Perform Foundational Data, ML, and AI Tasks in Google Cloud

Objective

This lab is in three parts:

Create a simple DataFlow job
Create a simple Dataproc job
Create a simple Dataprep job
Perform one of the three Google machine learning backed API tasks

If done efficiently, you can probably complete this whole lab in about 20 minutes.

Setup

First, let’s define some variables we can use throughout this challenge. In Cloud Shell:

export PROJECT_ID=<what the lab tells you>
export BUCKET_NAME=<whatever the lab tells you>
export lab=<what the lab tells you>
export region=<what the lab tells you>
export machine_type=e2-standard-2

Create a simple DataFlow job

Objectives

We need to ingest a csv file, and process the data into BigQuery, using a Dataflow template. Dataflow requires Google Cloud Storage for temporary data.

My Solution

First, we create a three node cluster, using the required machine type for our nodes. Note that this takes a couple of minutes to run.

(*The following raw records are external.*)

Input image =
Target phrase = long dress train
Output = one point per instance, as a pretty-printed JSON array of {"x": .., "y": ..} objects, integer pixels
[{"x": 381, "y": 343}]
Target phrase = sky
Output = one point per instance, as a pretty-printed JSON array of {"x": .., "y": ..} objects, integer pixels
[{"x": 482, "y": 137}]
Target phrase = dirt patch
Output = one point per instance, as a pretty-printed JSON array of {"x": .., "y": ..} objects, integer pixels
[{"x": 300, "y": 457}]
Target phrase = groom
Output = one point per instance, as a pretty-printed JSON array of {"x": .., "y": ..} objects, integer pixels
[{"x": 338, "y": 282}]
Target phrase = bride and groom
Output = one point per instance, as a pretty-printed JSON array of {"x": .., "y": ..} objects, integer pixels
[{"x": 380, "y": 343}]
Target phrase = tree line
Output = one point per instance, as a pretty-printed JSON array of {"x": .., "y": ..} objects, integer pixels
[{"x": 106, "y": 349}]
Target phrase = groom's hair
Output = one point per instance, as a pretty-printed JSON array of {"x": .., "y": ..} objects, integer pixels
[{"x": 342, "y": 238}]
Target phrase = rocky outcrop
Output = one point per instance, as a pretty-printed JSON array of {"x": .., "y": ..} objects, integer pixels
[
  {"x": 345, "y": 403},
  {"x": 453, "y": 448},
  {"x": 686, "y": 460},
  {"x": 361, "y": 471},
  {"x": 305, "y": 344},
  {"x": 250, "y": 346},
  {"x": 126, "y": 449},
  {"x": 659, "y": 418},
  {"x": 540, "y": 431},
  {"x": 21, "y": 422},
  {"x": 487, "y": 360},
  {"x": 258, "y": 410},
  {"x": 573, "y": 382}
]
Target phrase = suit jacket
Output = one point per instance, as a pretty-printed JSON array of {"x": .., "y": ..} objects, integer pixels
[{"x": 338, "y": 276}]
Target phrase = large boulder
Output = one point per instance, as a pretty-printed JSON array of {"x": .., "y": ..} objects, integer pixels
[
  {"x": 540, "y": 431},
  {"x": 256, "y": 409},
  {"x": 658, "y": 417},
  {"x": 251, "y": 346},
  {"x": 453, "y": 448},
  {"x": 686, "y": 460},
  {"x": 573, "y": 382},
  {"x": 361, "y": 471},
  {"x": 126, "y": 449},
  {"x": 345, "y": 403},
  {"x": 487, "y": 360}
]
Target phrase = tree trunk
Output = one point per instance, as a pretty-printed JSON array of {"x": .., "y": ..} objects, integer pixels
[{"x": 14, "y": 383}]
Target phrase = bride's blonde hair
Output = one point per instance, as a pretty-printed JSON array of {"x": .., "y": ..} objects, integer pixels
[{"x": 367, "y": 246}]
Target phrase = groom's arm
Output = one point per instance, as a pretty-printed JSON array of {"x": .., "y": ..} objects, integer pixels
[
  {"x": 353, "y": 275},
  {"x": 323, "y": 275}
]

It’s crucial to get your storagea and BigQuery regions right!

In Cloud Shell:

bq --location=$region mk $lab
gsutil mb -l $region gs://$BUCKET_NAME/

Now we can simply create the Dataflow job from the Console:

Console –> Dataflow
Create Job from Template
Enter the job parameters from the lab
Run the job.

That’s it! You can monitor the job progress in the Dataflow page. It takes a couple of minutes to run.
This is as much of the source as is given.